CUBLAS Vector Multiply

Does CUBLAS have any function that could be reasonably used to implement element by element multiplication between two vectors?

Good question man…I was trying to solve the same problem during last few days. I was wondering if not only CUBLAS, but any other implementation of BLAS has element-wise vector/vector multiplication implemented. And to be honest, I wasn’t able to find definitive answer yet. But one of my colleagues suggested me to inspect BLAS level 2 routines which implements various types of Ax (matrixvector) operations. That’s because element-wise vector multiplication means nothing more than A*x for diagonal matrix A. I believe this could help you…

Certainly this is a trivial custom kernel to write. It might be easier to figure out the memory layout for vectors in CUBLAS and use your own kernel.

I have one note and one question related to your comment ;-). Element-wise multiplication could be of-course implemented using very very trivial user-defined kernel. But in case of iterative techniques based on BLAS (as in my case), there is a well-founded demand to use BLAS operations for all successive steps (SAXPY, GEMMV, SDOT, …). This is the reason which leads me to confidence that element-wise vector*vector should be somehow implemented in BLAS.

My question follows:

I’m using cuMemAlloc() (driver api) instead of cublasAlloc() and cuMemcpyHtoD() instead of cublasSetVector() in my application, because I need to use both CUBLAS routines and user-defined kernels on my pieces of data (large vectors in fact). From what I observed so far, no problems occurred and all operations passes well. Do you think that I’m just lucky man and I should strictly use cublasAlloc and cublasSetVector when using CUBLAS? Thx

No, you can mix cublasAlloc and cublasS/GetVector with regular cuda Malloc and Memcpy calls (both driver and high-level API).

The cublas calls are there for convenience (for example if you are calling cublas from Fortran and don’t want to mix C and Fortran)

Thank you very much, your reply raised my confidence in my piece of code :)

This is what I am looking for. It’s good to know that you can mix CUDA with CUBLAS, but how would CUBLAS use the memory (shared, texture, etc)? Does CUBLAS know how many multi-processors you have, and optimize each function according to your system parameters? Without knowing how CUBLAS uses the memory, using CUDA at the same time could cause conflict.

Every kernel call independently uses all resources on the GPU. There can be no conflicts between two separate kernel calls. But if you are truly curious about CUBlAS’s block and grid parameters, just read the source :)

Thanks! Yes I like to. Where is CUBLAS source? I can’t find it anywhere.

The links are in this post:

Thanks a lot for the secret passage leading to the source code ;)

Yes I found where they decide the number of blocks and threads, and whether to use texture memory. It seems to be decided for each function call. Since I have many calls back to back, do they have an optimizer that blends the functions and find a global optimal assignments? Maybe I have to mixture these .h and .cu files by myself.

I was wondering if you found an efficient way to compute element wise vector multiplication and division.
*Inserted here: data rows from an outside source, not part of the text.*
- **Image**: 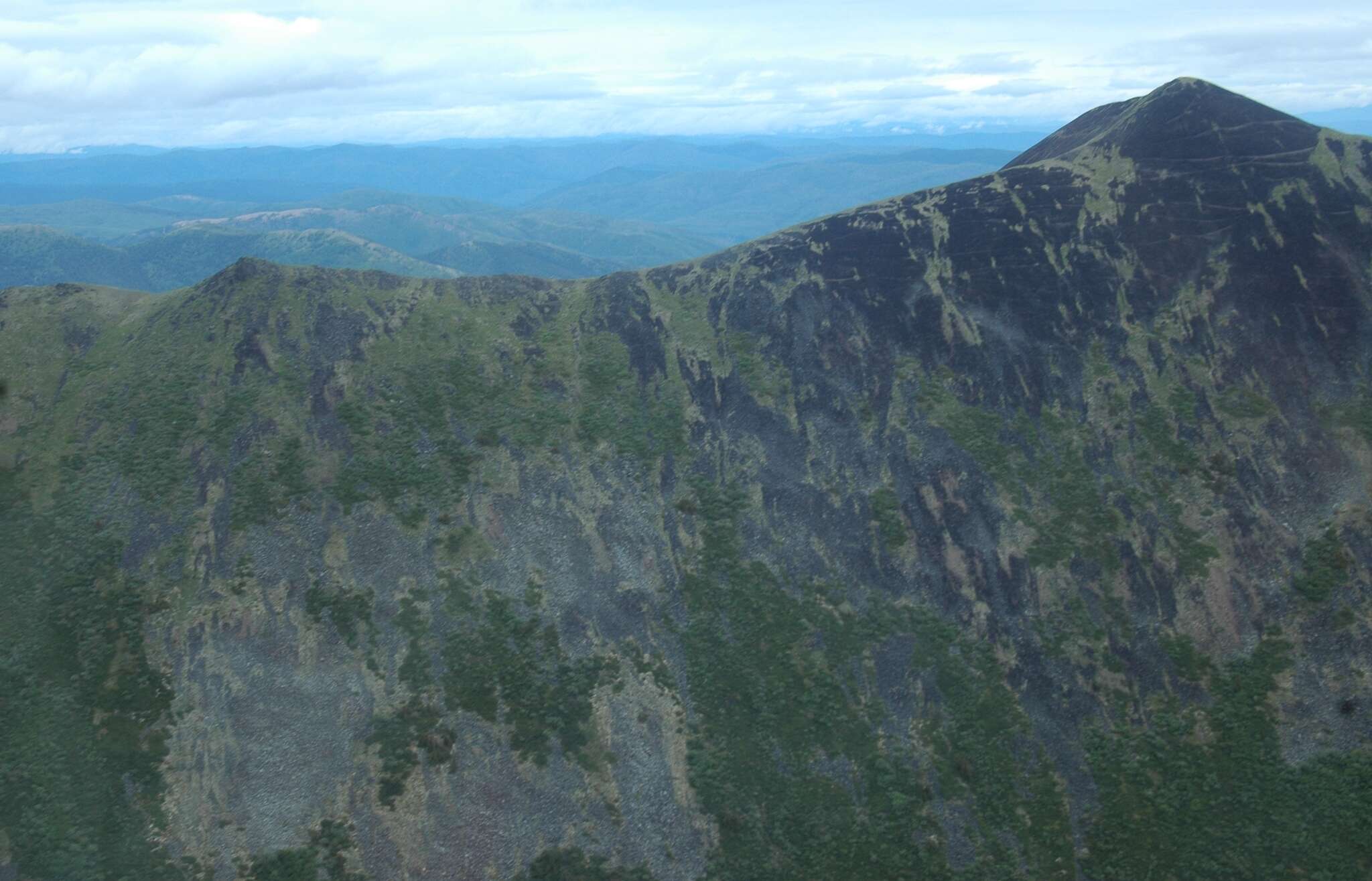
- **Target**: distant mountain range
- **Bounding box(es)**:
[0,80,1372,881]
[0,137,1014,291]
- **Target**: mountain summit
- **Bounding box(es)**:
[1006,77,1318,169]
[0,80,1372,881]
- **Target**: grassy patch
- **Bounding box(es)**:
[440,575,612,764]
[1291,527,1351,602]
[1084,638,1372,881]
[1216,386,1278,419]
[514,847,653,881]
[237,819,366,881]
[682,482,1071,880]
[867,486,910,550]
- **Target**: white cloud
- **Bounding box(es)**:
[0,0,1372,149]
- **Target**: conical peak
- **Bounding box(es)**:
[1006,77,1318,167]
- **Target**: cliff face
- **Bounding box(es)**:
[0,80,1372,880]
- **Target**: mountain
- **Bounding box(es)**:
[528,149,1012,243]
[0,225,460,291]
[0,80,1372,881]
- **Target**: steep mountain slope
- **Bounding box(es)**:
[0,80,1372,881]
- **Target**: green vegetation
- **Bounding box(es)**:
[230,437,310,529]
[1160,634,1211,682]
[867,486,910,550]
[0,484,177,881]
[682,482,1071,880]
[1084,638,1372,881]
[514,847,653,881]
[916,372,1123,572]
[440,575,613,766]
[1291,527,1351,602]
[305,584,372,648]
[724,331,791,407]
[238,819,366,881]
[576,334,686,464]
[1216,386,1278,419]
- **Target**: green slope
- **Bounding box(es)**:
[0,81,1372,881]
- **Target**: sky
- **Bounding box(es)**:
[0,0,1372,152]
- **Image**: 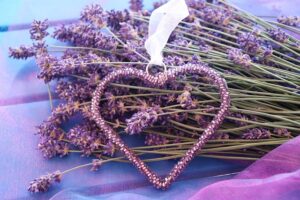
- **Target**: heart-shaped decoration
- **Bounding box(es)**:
[91,64,230,189]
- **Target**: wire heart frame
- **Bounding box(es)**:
[91,64,230,189]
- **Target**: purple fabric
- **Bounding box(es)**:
[0,0,300,200]
[190,137,300,200]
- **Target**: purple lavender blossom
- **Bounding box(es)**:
[268,28,289,43]
[80,4,106,28]
[91,159,103,171]
[145,133,168,146]
[273,128,292,138]
[9,45,36,59]
[164,55,184,66]
[28,171,62,193]
[237,32,262,54]
[125,106,161,135]
[55,81,94,102]
[107,10,130,31]
[29,20,49,40]
[242,128,271,140]
[153,0,167,9]
[277,16,300,27]
[129,0,143,12]
[67,123,106,156]
[228,48,251,68]
[53,23,117,50]
[262,45,273,59]
[177,89,197,109]
[210,133,230,140]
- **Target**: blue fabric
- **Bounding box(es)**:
[0,0,297,200]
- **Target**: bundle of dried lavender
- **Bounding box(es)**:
[10,0,300,192]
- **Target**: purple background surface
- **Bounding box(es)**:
[0,0,300,199]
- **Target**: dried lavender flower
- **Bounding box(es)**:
[145,133,168,146]
[273,128,292,137]
[91,159,103,171]
[268,28,289,43]
[210,133,230,140]
[8,45,36,59]
[80,4,106,28]
[228,48,251,68]
[125,106,162,135]
[129,0,143,12]
[277,16,300,27]
[237,32,262,54]
[177,90,197,109]
[28,171,62,193]
[107,10,130,31]
[29,19,49,40]
[242,128,271,140]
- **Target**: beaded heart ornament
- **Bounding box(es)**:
[91,64,230,189]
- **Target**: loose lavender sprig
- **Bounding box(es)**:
[228,49,251,69]
[28,171,62,193]
[125,106,161,135]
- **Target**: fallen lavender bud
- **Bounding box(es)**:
[28,171,62,193]
[91,159,103,171]
[277,16,300,27]
[237,32,262,54]
[29,19,49,40]
[129,0,143,12]
[8,45,36,59]
[125,106,162,135]
[228,48,251,69]
[145,133,169,146]
[268,28,289,43]
[242,128,271,140]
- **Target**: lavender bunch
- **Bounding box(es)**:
[9,0,300,192]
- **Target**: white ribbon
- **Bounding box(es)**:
[145,0,189,66]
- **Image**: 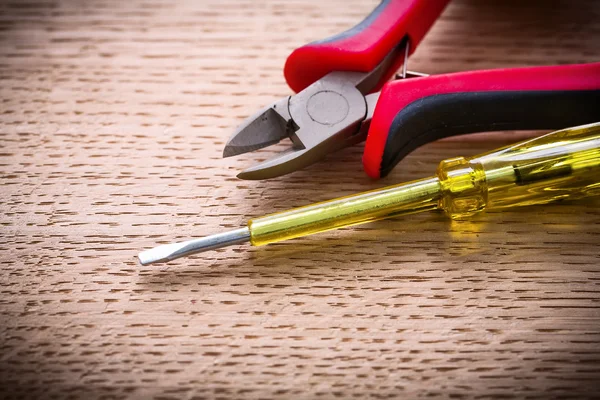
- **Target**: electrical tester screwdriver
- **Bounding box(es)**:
[138,123,600,265]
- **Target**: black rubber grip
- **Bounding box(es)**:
[381,90,600,177]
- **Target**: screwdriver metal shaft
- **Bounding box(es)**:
[138,123,600,265]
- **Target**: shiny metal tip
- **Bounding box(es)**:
[138,227,250,265]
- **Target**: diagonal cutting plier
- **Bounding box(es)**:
[223,0,600,179]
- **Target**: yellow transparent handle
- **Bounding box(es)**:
[248,123,600,246]
[438,123,600,218]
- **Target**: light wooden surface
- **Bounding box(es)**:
[0,0,600,399]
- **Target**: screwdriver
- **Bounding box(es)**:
[138,122,600,265]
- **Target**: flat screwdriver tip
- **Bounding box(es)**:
[138,228,250,265]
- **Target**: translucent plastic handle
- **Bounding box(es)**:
[248,123,600,246]
[438,123,600,218]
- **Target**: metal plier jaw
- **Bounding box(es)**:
[223,0,600,179]
[223,45,396,179]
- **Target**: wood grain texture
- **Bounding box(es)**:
[0,0,600,399]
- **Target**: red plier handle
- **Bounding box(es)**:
[223,0,600,179]
[363,63,600,178]
[283,0,450,92]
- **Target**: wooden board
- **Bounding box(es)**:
[0,0,600,399]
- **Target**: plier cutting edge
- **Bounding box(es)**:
[223,0,600,179]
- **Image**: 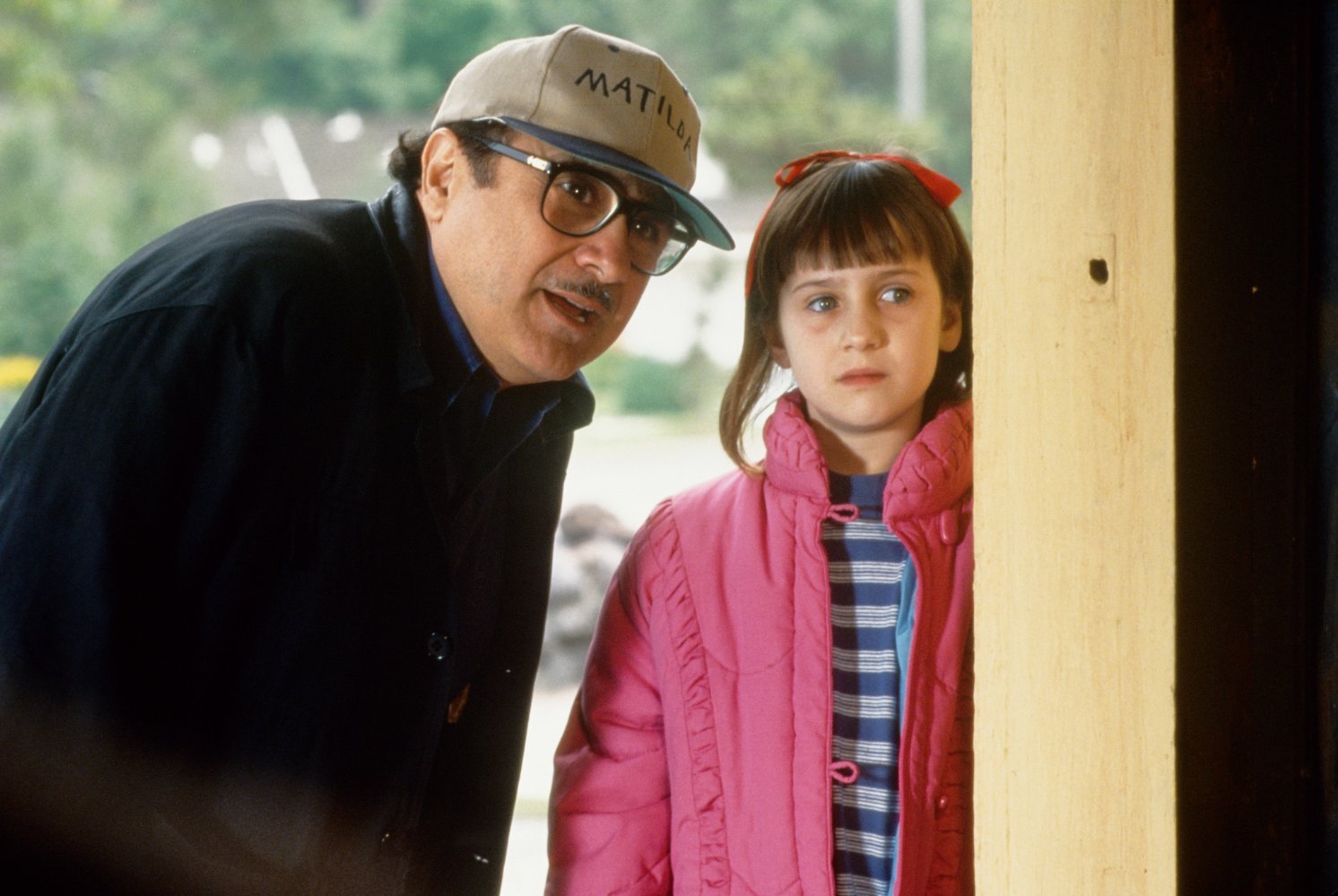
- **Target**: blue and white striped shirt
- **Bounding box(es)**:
[823,474,908,896]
Also if implementing a custom kernel wouldn’t penalize performance while mixing with cublas routines (i don’t know how to implement a custom kernel yet, about to start reading…)



Answering myself. I coded this kernel:

[codebox]global void m2(float *A, float *B, int maxN){

int i=blockIdx.x*BLOCK_SIZE+threadIdx.x;





where maxN would be the size of vector A (and also B’s)

There is no need for the syncthreads.

Is the source for CUBLAS available somewhere else? Why is it removed?

It is now available for registered developers.

OK, I’m an registered developer, how/where can I get it?

Sorry to bump such an old topic, but did anyone ever figure out if there was a cublas function to do element vector-vector multiply? They have a dot product function, so I’d assume this existed.

Hi all,

I would like to perform element-wise multiplication between two vectors using CUBLAS. Could you please share the code for the same. The link mentioned here does not contain the code.